Aマドリードは17日にアウェーで優勝候補のリバプールと対戦した。ロバートソンとサラーのゴールで開始6分に2点のリードを許す非常に厳しい展開となるも、その後反撃し、前半アディショナルタイムにジョレンテが1点を返してハーフタイムを迎えた。さらに後半36分、ジョレンテが再び得点を記録して同点に追いついた。しかし、後半終了間際、CKからファン・ダイクにヘディングシュートを決められてしまい、惜しくも2-3で敗北を喫した。試合後、シメオネ監督が話したもようをスペイン紙マルカが伝えている。
シメオネ監督はまず、土壇場で敗れたリバプール戦について、「チームは良い形でスタートできなかった。最初の失点は不運なもので、ゲームプランが狂ってしまった。2失点目は素晴らしいゴールだったよ。しかし、チームはそこから互角に戦い、我々が試合に入るための励みとなるゴールをマルコス(ジョレンテ)が決めてくれて、前半が終了した。後半は調子を上げて粘り強く戦い、2-2の同点にしたが、ファン・ダイクのスーパーゴールで試合に敗れるという苦い思いをすることになった」と振り返った。

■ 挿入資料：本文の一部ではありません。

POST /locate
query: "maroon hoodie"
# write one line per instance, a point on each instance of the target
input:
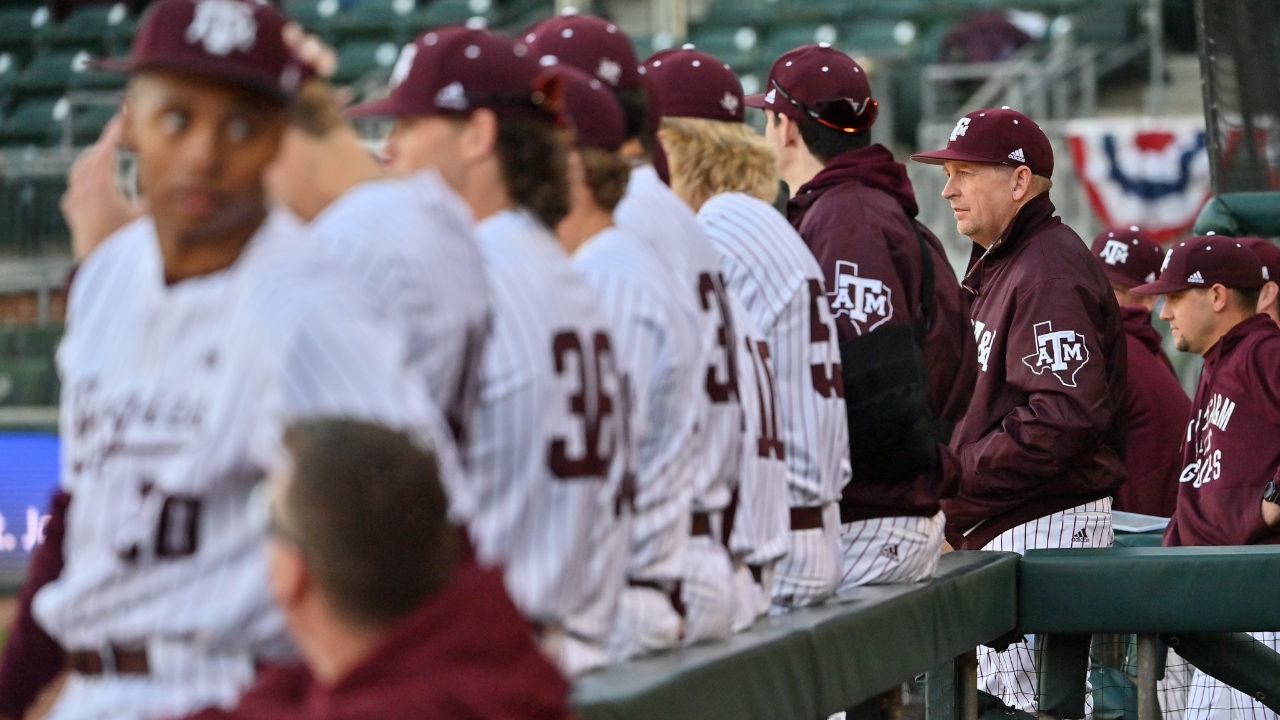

ファン・ダイクの決勝点後、観客の一部と口論になって激昂し、最終的に退席処分になったことについては、「試合中ずっと罵声を浴びせられていたが、私は監督なので何も言うことができない。自分のリアクションは正当化できないが、90分間絶え間なく侮辱に耐え続けるのがどんなものか、あなたには分からないだろう。私は試合中、ずっと罵声を浴び続けた。リバプールがそのような行為をしていた人物を特定してくれることを願っている」と相手サポーターに大きな問題があったことを明かした。
リバプール戦のポジティブな点については、「我々には精神力が必要だった。多くの選手が加入したばかりの状況下で難しいスタジアムに来て、攻撃力のあるチームと対戦した。2点リードされたので最初は良い結果になると思っていなかったよ。もし負けるなら、このような形で負ける方がいい」と述べていた。